Selain itu, polisi juga berkoordinasi dengan P3A (Pusat Pelayanan Terpadu Pemberdayaan Perempuan dan Anak) serta LPSK untuk memberikan pendampingan serta perlindungan maksimal bagi saksi korban.
"Kami memastikan penanganan perkara ini dilakukan secara transparan dan tuntas. Para tersangka disangkakan dengan Pasal 446 KUHP, Pasal 455 KUHP, serta Pasal 76I jo Pasal 88 Undang-Undang Perlindungan Anak," tuturnya.
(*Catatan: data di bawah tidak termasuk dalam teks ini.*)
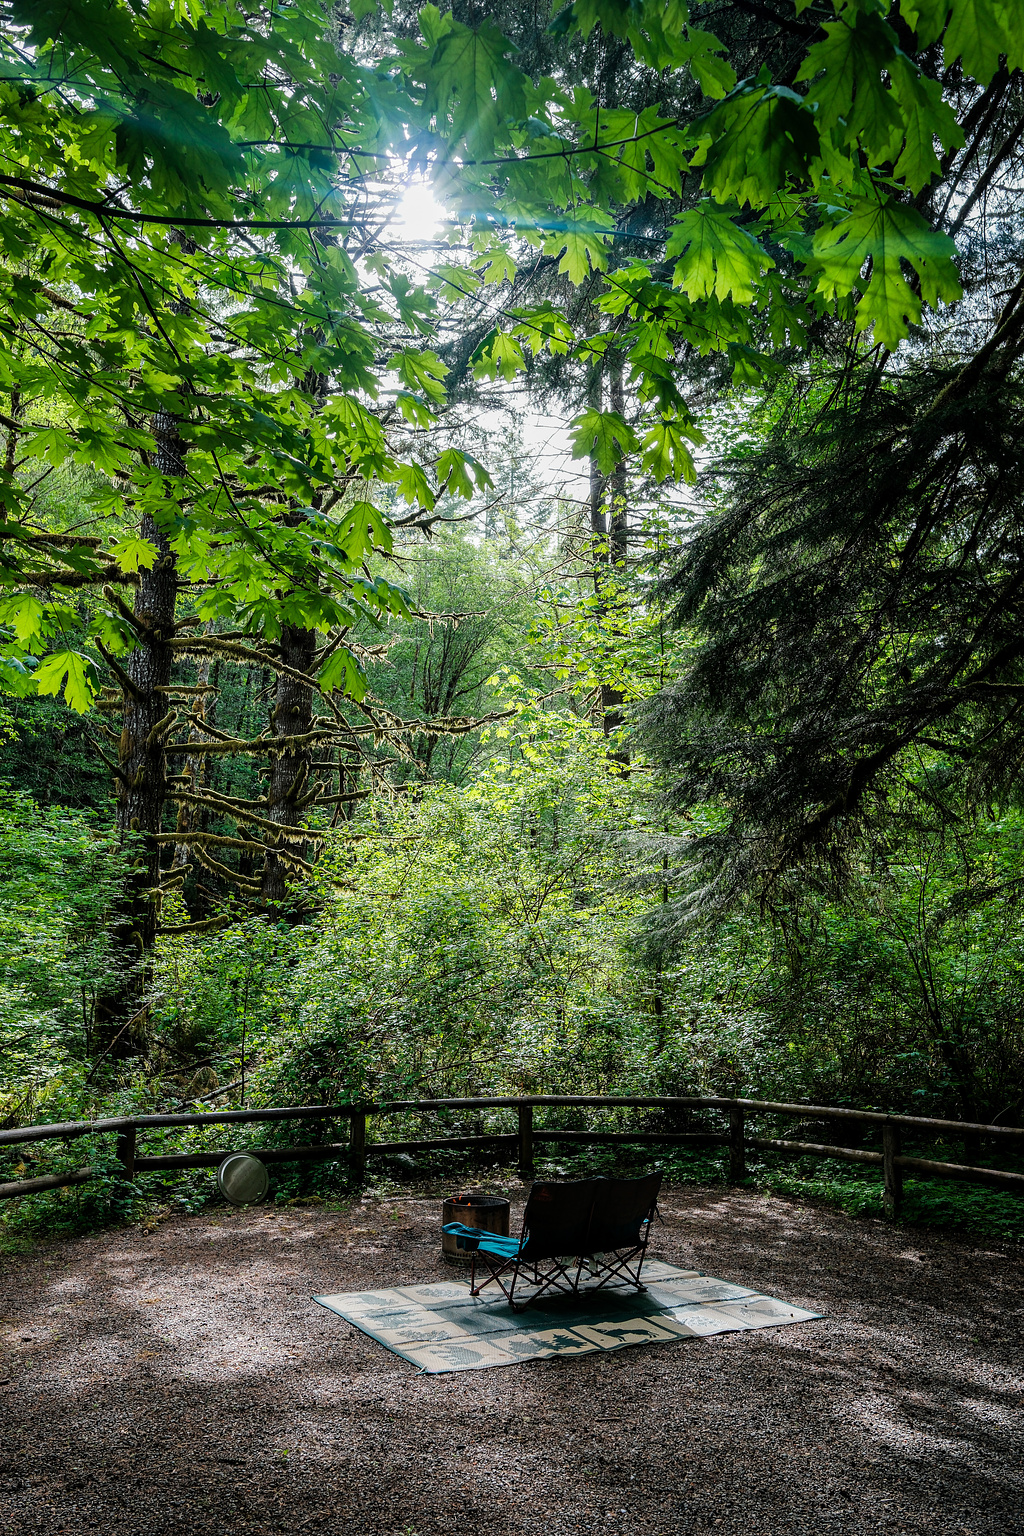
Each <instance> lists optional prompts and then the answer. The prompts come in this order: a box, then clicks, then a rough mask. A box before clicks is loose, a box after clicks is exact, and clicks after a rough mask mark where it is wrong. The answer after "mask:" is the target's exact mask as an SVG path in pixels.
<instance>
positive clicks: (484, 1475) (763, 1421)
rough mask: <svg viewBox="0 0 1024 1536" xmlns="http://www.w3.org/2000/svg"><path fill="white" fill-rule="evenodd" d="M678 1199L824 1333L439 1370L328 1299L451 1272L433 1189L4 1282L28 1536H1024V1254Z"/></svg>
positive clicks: (58, 1245)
Diketahui, peristiwa itu terjadi pada Rabu (22/4/2026) malam. PRT berinisial D tewas dalam insiden tersebut, sementara satu lainnya, R terluka. Berdasarkan penyelidikan, korban nekat loncat lantaran tak betah bekerja.
"Untuk informasi sementara, orang itu katanya nggak betah. Terus dia kabur sama saksi satu. Jadi berdua loncat dari lantai 4. Satu meninggal, satu patah tangan, gitu aja," kata Kasat Reskrim Polres Metro Jakarta Pusat AKBP Roby Saputra kepada wartawan, Kamis (23/4/2026).